The sculptor and ceramicist Leoncillo Leonardi (Spoleto, 1915 - Rome, 1968) is considered one of the most important European sculptors of the post-war period.
    He had the great merit of revitalizing such an ancient Italian artisanal tradition as that of ceramics.
    He won the gold medal for applied art at the7th Milan Triennial in 1940 with his first ceramics fired in Umbrian kilns. He soon began to take part in the Roman art scene where he became friends with Ettore Colla, Toti Scialoja, Giulio Turcato, and Emilio Vedova. In 1946 he was among those who signed the Nuova Secessione Artistica Italiana manifesto and later took part in the first show of the Fronte nuovo delle arti movement which, immediately after the war, was internationally considered to be the real representative Italian avant-garde. In 1954 at the Venice Biennale, to which he was to be invited on various other occasions, he was asked to exhibit in a single room together with Lucio Fontana and here he revealed his close relationship to the abstract art Fontana was developing during that period.

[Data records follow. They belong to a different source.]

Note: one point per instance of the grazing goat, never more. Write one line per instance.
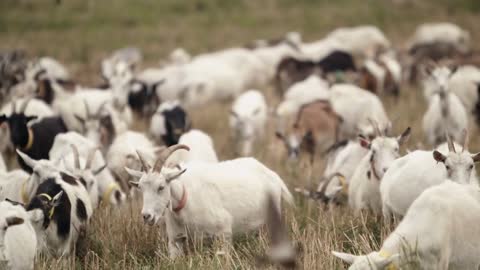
(435, 232)
(291, 70)
(445, 110)
(248, 119)
(315, 129)
(363, 191)
(301, 93)
(169, 122)
(32, 107)
(109, 190)
(123, 153)
(35, 140)
(358, 109)
(178, 196)
(417, 171)
(70, 211)
(201, 149)
(18, 240)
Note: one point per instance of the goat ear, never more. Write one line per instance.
(3, 118)
(364, 143)
(12, 221)
(56, 199)
(476, 157)
(346, 257)
(30, 118)
(405, 136)
(79, 119)
(28, 160)
(99, 170)
(439, 157)
(174, 176)
(134, 173)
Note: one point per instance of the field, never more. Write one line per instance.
(80, 32)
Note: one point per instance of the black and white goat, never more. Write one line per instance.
(65, 204)
(34, 140)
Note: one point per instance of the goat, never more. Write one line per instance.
(169, 122)
(445, 110)
(71, 211)
(301, 93)
(291, 69)
(182, 202)
(358, 108)
(417, 171)
(31, 107)
(433, 233)
(316, 128)
(18, 240)
(248, 119)
(363, 191)
(35, 140)
(123, 153)
(109, 190)
(201, 149)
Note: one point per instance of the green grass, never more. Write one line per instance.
(81, 32)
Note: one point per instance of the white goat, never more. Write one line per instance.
(123, 153)
(363, 191)
(445, 110)
(18, 240)
(435, 232)
(30, 107)
(108, 189)
(448, 33)
(248, 119)
(235, 204)
(363, 41)
(358, 108)
(417, 171)
(465, 83)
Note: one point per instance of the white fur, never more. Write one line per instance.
(18, 243)
(223, 198)
(201, 148)
(248, 119)
(436, 229)
(104, 182)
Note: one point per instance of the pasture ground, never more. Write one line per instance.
(80, 32)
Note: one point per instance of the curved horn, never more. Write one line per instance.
(166, 153)
(145, 166)
(451, 146)
(25, 105)
(76, 156)
(90, 157)
(87, 110)
(465, 139)
(375, 127)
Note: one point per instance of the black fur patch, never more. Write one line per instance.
(117, 195)
(62, 212)
(69, 179)
(81, 210)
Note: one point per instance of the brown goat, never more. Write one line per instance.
(316, 127)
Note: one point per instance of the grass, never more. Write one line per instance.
(81, 32)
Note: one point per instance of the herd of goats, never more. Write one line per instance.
(76, 149)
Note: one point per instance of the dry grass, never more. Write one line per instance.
(80, 32)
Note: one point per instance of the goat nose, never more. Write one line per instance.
(146, 217)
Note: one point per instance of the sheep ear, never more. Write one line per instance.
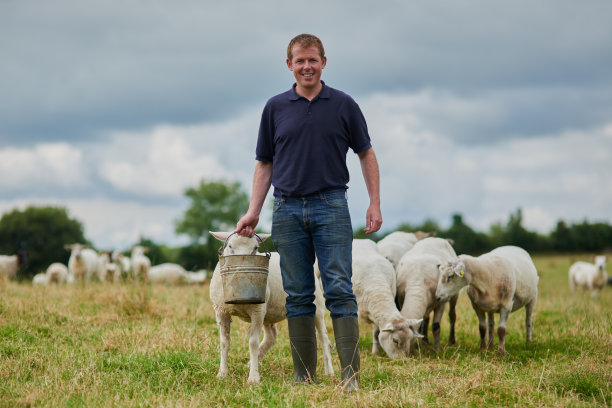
(221, 236)
(461, 270)
(388, 328)
(416, 334)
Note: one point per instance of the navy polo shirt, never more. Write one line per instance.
(307, 141)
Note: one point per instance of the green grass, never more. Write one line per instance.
(108, 345)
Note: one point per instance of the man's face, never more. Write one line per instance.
(307, 65)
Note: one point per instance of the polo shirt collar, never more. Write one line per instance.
(323, 94)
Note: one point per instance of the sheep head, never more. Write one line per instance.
(452, 277)
(238, 245)
(397, 336)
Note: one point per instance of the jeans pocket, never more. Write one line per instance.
(336, 200)
(278, 203)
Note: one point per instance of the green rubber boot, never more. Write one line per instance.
(346, 331)
(303, 341)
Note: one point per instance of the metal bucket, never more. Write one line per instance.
(244, 277)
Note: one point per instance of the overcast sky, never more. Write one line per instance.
(112, 109)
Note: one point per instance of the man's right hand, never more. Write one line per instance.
(246, 225)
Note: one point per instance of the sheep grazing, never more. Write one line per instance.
(123, 266)
(40, 279)
(83, 262)
(264, 315)
(500, 281)
(365, 246)
(589, 276)
(57, 273)
(374, 285)
(106, 269)
(141, 264)
(395, 245)
(171, 273)
(417, 280)
(9, 264)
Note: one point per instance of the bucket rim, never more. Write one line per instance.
(261, 241)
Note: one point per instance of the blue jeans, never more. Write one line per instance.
(317, 224)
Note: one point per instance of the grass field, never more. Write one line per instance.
(106, 345)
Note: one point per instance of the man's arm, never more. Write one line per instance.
(262, 179)
(369, 168)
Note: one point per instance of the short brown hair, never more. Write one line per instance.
(305, 41)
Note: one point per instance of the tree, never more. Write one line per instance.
(42, 232)
(466, 240)
(215, 206)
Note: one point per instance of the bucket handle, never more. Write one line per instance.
(261, 241)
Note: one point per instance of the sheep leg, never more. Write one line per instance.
(452, 317)
(223, 322)
(254, 332)
(482, 327)
(435, 329)
(268, 341)
(501, 329)
(491, 329)
(325, 342)
(425, 328)
(529, 307)
(375, 343)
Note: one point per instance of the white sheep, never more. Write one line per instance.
(123, 265)
(264, 315)
(171, 273)
(589, 276)
(9, 264)
(417, 280)
(106, 269)
(83, 262)
(500, 281)
(57, 273)
(141, 264)
(365, 246)
(40, 279)
(395, 245)
(374, 285)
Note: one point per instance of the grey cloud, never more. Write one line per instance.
(74, 72)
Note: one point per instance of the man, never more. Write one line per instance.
(304, 136)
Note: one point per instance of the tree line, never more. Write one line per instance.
(43, 231)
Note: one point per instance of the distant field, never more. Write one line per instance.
(106, 345)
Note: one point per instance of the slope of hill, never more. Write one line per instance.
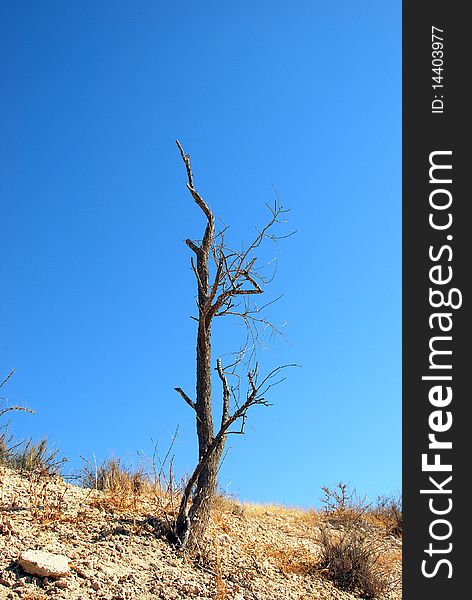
(116, 551)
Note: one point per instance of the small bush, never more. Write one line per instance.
(351, 562)
(342, 505)
(29, 456)
(122, 486)
(389, 512)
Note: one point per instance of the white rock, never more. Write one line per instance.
(44, 564)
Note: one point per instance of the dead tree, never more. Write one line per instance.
(227, 280)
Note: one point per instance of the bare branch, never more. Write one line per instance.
(191, 403)
(4, 411)
(7, 378)
(226, 392)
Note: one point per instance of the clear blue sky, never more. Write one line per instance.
(96, 284)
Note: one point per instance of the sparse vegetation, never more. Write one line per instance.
(351, 561)
(389, 512)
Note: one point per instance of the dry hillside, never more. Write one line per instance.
(116, 550)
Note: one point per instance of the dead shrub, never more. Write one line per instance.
(342, 505)
(389, 513)
(352, 562)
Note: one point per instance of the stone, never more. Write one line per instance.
(44, 564)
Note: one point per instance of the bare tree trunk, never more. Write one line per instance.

    In 1956 he began a severe revision of his work: he abandoned Cubism for abstraction and developed a modern version of Informale sculpture. His sculptures were characterized by flows of ceramics in primary colors (black, white, burnt/red sienna) and gave rise to figures that were often shot across by deep furrows. His works alluded to a nature populated by trees gashed by lightening as well as by martyred, crucified, and mutilated human bodies. The results of this phase were gathered together in 1957 in the artist's solo show at Plinio De Martiis's Galleria La Tartaruga, the meeting point in Rome of such international artists as Marcel Duchamp and Alexander Calder.
    This was also the year when he was given such public commissions as that for a decorative panel for the national insurance institute in Ferrara and for a fountain for the INA-Casa building complex in Rome. For the open-air exhibition Sculture nella città, part of the 5th Spoleto Festival dei Due Mondi in 1962, Leoncillo created an installation in white clay, Le affinità patetiche, which is still to be seen in the Carandente museum in Spoleto, together with a wide-ranging collection of works covering his whole career (drawings, sculptures, majolica ceramics). Leoncillo died prematurely at only 53, struck down by a heart attack while driving his car. A year after his death Spoleto devoted a large-scale anthological exhibition to his work.